Archivmeldung vom 17.10.2015

Bitte beachten Sie, dass die Meldung den Stand der Dinge zum Zeitpunkt ihrer Veröffentlichung am 17.10.2015 wiedergibt. Eventuelle in der Zwischenzeit veränderte Sachverhalte bleiben daher unberücksichtigt.

Freigeschaltet durch Thorsten Schmitt
Bild: Andreas Gerhold, on Flickr CC BY-SA 2.0
Bild: Andreas Gerhold, on Flickr CC BY-SA 2.0

Die Europäische Union will die Beitrittsverhandlungen mit der Türkei beschleunigen und erstmals seit zwei Jahren in den kommenden Wochen ein weiteres Verhandlungskapitel eröffnen. Das berichtet die "Welt" unter Berufung auf übereinstimmende Informationen von EU-Diplomaten.

"Im Kreis der EU-Staaten herrscht jetzt Einigkeit, dass man in den Beitrittsgesprächen mit der Türkei möglichst schnell über das Kapitel 17, also über Wirtschafts- und Währungspolitik, verhandeln will. Das Kapitel 17 soll zwar nicht mehr vor den Wahlen in der Türkei Anfang November eröffnet werden, aber spätestens bis Jahresende", hieß es in hohen, informierten Diplomatenkreisen.

Lange Zeit hatte Frankreich es abgelehnt, mit den Beratungen über eine Angleichung der türkischen Wirtschafts- und Währungspolitik an europäische Rechtsakte zu beginnen, berichtet die "Welt" weiter. Die EU-Kommission hatte zuletzt im Frühjahr 2015 (und zuvor schon im Jahr 2007) den EU-Regierungen empfohlen, im Rahmen der Beitrittsgespräche Kapitel 17 zu öffnen. Die EU-Staaten hatten darauf aber zunächst nicht reagiert.

Insbesondere die europäischen Unternehmen seien an Reformen in der türkischen Wirtschaftsgesetzgebung interessiert, weil sie Rechtssicherheit bei Investitionen benötigen, hieß es weiter in Diplomatenkreisen. "Je schneller sich die türkische Wirtschaft modernisiert, desto besser für die EU", sagte ein EU-Diplomat.

Das letzte Verhandlungskapitel in den Beitrittsgesprächen mit der Türkei wurde im November 2013 eröffnet. Es handelte sich um Kapitel 22: Regionalpolitik und die Koordination der strukturpolitischen Instrumente. Die Beitrittsverhandlungen zwischen der EU und der Türkei laufen seit 2005.
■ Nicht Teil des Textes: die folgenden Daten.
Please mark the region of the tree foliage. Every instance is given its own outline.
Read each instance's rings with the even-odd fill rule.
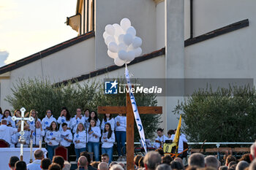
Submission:
[[[119,80],[121,81],[121,80]],[[83,110],[97,110],[98,106],[125,106],[125,94],[104,94],[103,82],[87,81],[82,84],[68,82],[67,85],[54,85],[48,80],[20,79],[11,89],[12,96],[6,100],[14,109],[24,107],[27,112],[36,109],[39,118],[45,115],[47,109],[52,109],[53,116],[58,118],[62,107],[66,107],[72,116],[77,108]],[[157,101],[153,94],[135,94],[138,106],[156,106]],[[99,116],[102,117],[102,115]],[[146,138],[152,138],[160,123],[157,115],[140,115]],[[135,140],[139,135],[135,125]]]
[[[254,142],[256,93],[249,86],[200,89],[174,111],[182,114],[190,142]]]

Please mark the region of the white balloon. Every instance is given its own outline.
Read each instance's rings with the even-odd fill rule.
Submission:
[[[127,31],[128,28],[131,26],[131,21],[128,18],[123,18],[120,22],[120,26],[124,31]]]
[[[120,34],[118,36],[118,42],[119,43],[124,42],[124,34]]]
[[[105,39],[108,36],[109,36],[109,35],[108,34],[108,33],[106,31],[105,31],[103,33],[103,38]]]
[[[110,58],[112,58],[113,59],[115,59],[116,58],[117,58],[118,56],[118,54],[117,53],[112,53],[110,50],[108,50],[108,55]]]
[[[115,36],[118,37],[119,35],[124,34],[123,29],[118,23],[113,24],[113,26],[115,28]]]
[[[132,44],[128,46],[127,51],[132,51],[133,50],[135,50],[135,48],[132,46]]]
[[[118,58],[123,61],[128,60],[129,58],[128,55],[129,55],[128,53],[124,50],[121,50],[118,52]]]
[[[114,63],[116,66],[121,66],[124,64],[125,61],[122,61],[119,58],[116,58],[115,60],[114,60]]]
[[[127,45],[124,45],[124,43],[120,43],[118,45],[118,51],[124,50],[126,51],[127,50]]]
[[[132,37],[135,37],[136,35],[136,30],[133,26],[130,26],[127,30],[127,34],[129,34],[132,36]]]
[[[132,41],[132,46],[134,48],[140,47],[142,45],[142,39],[140,37],[135,36]]]
[[[108,34],[111,36],[113,36],[115,34],[115,28],[110,24],[107,25],[105,27],[105,30]]]
[[[135,59],[135,53],[134,51],[129,51],[127,53],[127,61],[132,61]]]
[[[138,48],[135,49],[135,50],[133,50],[133,52],[134,52],[135,54],[135,57],[138,57],[138,56],[140,56],[140,55],[141,54],[142,50],[141,50],[140,47],[138,47]]]
[[[130,44],[132,44],[132,40],[133,40],[133,38],[131,34],[127,34],[124,36],[124,42],[127,45],[129,45]]]
[[[114,42],[110,42],[108,45],[108,48],[112,53],[117,53],[118,50],[118,47],[117,46],[116,43]]]
[[[108,36],[105,39],[105,43],[108,45],[110,42],[116,42],[116,39],[113,36]]]

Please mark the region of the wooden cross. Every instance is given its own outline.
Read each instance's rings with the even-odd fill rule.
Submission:
[[[135,98],[136,99],[136,98]],[[98,107],[99,114],[127,114],[127,167],[134,169],[134,125],[135,118],[129,95],[127,93],[126,107]],[[138,107],[140,114],[162,114],[162,107]]]
[[[26,139],[24,139],[24,123],[25,123],[25,120],[29,120],[30,122],[34,120],[34,118],[32,117],[24,117],[24,113],[25,113],[25,108],[23,107],[20,109],[20,112],[21,112],[21,117],[17,117],[15,116],[12,116],[12,120],[13,121],[15,120],[20,120],[21,121],[21,125],[20,125],[20,139],[19,139],[19,142],[20,143],[20,161],[23,161],[23,144],[26,142]]]

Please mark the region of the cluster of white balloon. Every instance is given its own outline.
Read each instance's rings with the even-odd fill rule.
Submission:
[[[105,31],[103,37],[108,45],[108,55],[114,59],[116,66],[129,63],[135,57],[140,56],[142,39],[136,36],[136,30],[131,26],[129,19],[122,19],[120,25],[108,24]]]

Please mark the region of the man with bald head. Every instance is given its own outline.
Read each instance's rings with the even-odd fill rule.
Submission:
[[[105,162],[101,162],[98,165],[98,170],[108,170],[108,165]]]
[[[36,150],[34,156],[36,160],[27,165],[28,170],[41,170],[41,160],[45,158],[44,152],[41,150]]]
[[[86,157],[80,156],[78,158],[78,169],[76,170],[88,170],[88,161]]]

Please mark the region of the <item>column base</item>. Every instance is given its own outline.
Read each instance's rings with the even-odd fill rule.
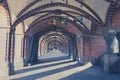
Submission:
[[[19,60],[19,61],[15,61],[14,62],[14,69],[15,70],[23,68],[23,66],[24,66],[23,60]]]
[[[108,73],[120,73],[120,57],[117,55],[104,55],[103,68]]]
[[[0,80],[8,80],[9,68],[7,63],[0,65]]]

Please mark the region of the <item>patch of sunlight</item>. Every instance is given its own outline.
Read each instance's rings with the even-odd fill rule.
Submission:
[[[84,71],[84,70],[86,70],[86,69],[88,69],[90,67],[92,67],[92,64],[87,63],[84,66],[78,66],[78,67],[75,67],[75,68],[64,70],[64,71],[58,72],[56,74],[48,75],[48,76],[38,78],[38,79],[35,79],[35,80],[60,80],[60,79],[62,79],[64,77],[67,77],[67,76],[70,76],[72,74]]]
[[[64,60],[63,60],[63,62],[64,62]],[[32,75],[39,75],[39,74],[54,71],[55,69],[59,69],[59,68],[62,68],[62,67],[68,66],[68,65],[74,65],[74,64],[76,64],[76,62],[70,62],[70,63],[67,63],[67,64],[61,64],[61,65],[54,65],[53,64],[54,66],[48,66],[48,67],[45,67],[45,68],[37,68],[37,67],[32,68],[32,66],[31,66],[30,71],[20,73],[20,74],[16,74],[16,75],[12,75],[12,76],[10,76],[10,79],[16,79],[16,78],[32,76]],[[39,65],[38,67],[40,67],[40,66],[41,65]]]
Türkei-Bericht der EU kritisiert Ankara wegen mangelnder Rechtsstaatlichkeit

Der Türkei-Bericht der EU kritisiert Ankara wegen mangelnder Rechtsstaatlichkeit: Wegen der anstehenden Wahlen in der Türkei und der Bemühungen um eine Hilfe Ankaras in der Flüchtlingskrise hat die EU-Kommission den neuen Fortschrittsbericht zur Türkei noch nicht veröffentlicht. Die EU-Kommission befürchtet Verwerfungen im Verhältnis zur Türkei.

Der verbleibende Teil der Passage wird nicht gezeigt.